Sport and the press were mutually beneficial; sport provided a continuous conveyor belt of content for journalists to report whilst newspapers provided enhanced publicity and exposure in return. Publications had been reporting on sport, leisure and recreational activities since the eighteenth century, but, in the new brand of Victorian newspaper it became an essential and specialised component.

However, the press were not merely commentators and observers of sport. Whilst publications did tend to focus their coverage on reporting matches, events and competitions they also took a more significant role in its development and dissemination. Newspapers advertised meetings, fixtures and events whilst also providing a forum for discussion and debate through printing letters sent in by promoters, athletes and members of the public. Some publications took a more central role in the development and dissemination of sport, as exemplified by Bell’s Life in London and Sporting Gazette which acting as a sporting-concierge in the mid-nineteenth century by using its pages to arrange events and acted as a stakeholder, holding prize-money and bets.


In the late-nineteenth and early-twentieth century some publications in Britain, and across the globe, took it upon themselves to establish sporting competitions and events. In 1892 the Staffordshire Sentinel, a regional newspaper located in Stoke-on-Trent, created the self-titled Sentinel Cup, a knock-out association football competition that was contested by junior players under the age of 21. In Europe, the first cycle road-race between Paris and Raven was organised by Le Vélocipède whilst Le Petit Journal facilitated multiple cycle, motorcar and long-distance running races in the final decade of the nineteenth century.

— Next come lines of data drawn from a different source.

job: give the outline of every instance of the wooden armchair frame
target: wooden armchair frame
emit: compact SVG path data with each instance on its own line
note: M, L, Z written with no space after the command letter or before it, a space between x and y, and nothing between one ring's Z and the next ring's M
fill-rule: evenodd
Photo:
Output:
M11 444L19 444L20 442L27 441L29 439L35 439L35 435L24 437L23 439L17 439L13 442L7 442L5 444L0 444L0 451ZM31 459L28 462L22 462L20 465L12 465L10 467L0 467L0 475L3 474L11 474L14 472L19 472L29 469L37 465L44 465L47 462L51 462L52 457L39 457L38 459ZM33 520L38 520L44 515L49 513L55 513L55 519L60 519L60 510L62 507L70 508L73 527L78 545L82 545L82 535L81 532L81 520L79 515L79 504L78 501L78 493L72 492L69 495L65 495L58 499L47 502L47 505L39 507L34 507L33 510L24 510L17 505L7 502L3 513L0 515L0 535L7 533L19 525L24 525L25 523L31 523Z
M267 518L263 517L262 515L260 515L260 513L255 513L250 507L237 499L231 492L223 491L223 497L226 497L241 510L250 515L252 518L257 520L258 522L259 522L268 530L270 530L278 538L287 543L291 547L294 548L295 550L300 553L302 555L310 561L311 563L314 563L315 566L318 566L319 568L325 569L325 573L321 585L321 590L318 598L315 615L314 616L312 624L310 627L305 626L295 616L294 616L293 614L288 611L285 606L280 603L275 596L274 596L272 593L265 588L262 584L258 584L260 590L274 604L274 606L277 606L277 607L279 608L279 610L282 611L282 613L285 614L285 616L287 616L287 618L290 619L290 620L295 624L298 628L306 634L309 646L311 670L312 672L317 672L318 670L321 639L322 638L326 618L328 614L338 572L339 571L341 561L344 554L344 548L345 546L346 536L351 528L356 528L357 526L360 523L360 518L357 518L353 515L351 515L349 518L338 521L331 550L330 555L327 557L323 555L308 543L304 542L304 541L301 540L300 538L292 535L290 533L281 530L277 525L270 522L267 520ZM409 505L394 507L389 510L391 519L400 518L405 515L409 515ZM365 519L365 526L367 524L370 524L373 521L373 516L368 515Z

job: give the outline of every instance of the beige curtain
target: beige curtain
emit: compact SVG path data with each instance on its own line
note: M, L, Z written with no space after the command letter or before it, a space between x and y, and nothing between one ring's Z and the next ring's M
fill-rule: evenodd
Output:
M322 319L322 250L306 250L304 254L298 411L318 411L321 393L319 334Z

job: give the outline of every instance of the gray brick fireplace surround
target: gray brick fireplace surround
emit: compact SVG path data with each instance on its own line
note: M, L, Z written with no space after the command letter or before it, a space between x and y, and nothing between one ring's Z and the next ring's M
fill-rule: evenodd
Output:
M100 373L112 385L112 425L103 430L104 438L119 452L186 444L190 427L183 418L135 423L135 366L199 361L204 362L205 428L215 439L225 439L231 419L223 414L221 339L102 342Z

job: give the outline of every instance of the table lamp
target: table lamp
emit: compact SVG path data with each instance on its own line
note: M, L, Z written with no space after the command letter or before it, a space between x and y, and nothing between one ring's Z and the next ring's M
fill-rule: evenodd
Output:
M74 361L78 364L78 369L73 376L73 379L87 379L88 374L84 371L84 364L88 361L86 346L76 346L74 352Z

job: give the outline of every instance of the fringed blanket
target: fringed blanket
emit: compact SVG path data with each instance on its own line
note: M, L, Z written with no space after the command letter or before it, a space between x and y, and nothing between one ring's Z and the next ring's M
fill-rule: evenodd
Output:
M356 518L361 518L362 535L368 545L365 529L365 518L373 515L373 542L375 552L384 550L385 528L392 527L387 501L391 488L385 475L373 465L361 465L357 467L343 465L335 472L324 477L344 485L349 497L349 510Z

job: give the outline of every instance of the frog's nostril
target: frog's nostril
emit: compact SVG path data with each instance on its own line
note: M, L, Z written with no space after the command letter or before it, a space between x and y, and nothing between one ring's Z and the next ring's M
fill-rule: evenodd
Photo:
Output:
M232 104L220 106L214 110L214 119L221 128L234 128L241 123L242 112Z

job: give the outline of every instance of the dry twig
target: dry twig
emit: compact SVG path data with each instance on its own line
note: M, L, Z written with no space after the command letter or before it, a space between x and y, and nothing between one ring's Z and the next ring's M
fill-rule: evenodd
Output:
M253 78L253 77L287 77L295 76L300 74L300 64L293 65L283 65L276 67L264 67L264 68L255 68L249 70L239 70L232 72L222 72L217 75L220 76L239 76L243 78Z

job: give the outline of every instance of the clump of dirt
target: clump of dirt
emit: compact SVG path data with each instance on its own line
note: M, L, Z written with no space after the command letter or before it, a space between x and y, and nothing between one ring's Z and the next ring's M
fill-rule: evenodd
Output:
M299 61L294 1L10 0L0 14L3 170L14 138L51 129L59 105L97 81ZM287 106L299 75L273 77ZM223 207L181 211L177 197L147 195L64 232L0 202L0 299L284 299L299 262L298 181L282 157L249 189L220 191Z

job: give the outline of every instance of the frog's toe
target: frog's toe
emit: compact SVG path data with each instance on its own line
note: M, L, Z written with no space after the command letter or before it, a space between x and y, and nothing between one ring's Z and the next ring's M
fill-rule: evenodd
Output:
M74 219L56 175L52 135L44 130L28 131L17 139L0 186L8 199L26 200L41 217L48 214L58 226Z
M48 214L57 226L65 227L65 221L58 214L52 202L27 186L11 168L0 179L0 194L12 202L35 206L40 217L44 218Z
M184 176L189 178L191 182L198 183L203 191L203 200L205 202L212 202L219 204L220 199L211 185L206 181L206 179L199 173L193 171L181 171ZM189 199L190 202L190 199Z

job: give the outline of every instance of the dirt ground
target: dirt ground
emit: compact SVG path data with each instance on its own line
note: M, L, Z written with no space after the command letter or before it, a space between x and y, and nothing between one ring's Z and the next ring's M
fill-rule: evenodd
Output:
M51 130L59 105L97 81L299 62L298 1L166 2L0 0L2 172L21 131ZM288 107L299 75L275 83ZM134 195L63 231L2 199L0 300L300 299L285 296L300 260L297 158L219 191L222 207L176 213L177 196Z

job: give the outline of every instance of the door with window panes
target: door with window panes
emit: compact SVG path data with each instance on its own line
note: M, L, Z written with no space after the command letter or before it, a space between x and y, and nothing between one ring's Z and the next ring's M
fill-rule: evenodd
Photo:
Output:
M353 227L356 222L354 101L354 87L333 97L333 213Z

Furthermore, the emergence of professional baseball in Japan was facilitated by almost by the press, with four out of the seven teams that founded the Japanese Baseball league in 1936 being owned by newspaper companies.


The benefits of newspapers and publications establishing sporting competitions or events were numerous, ranging from positive publicity and exposure to enhancing their integrity by taking a philanthropic stance or meeting the needs of the public. However, the ultimate underlying motivation was to always to enhance their readership, circulation and profitability.

Sport and the press during the Victorian era were mutually beneficial and became inextricably linked as the period progressed. The press played a key role in facilitating the ‘sporting revolution’ during the final third of the nineteenth century whilst sport provided publications with content that could enable them to enhance their readership.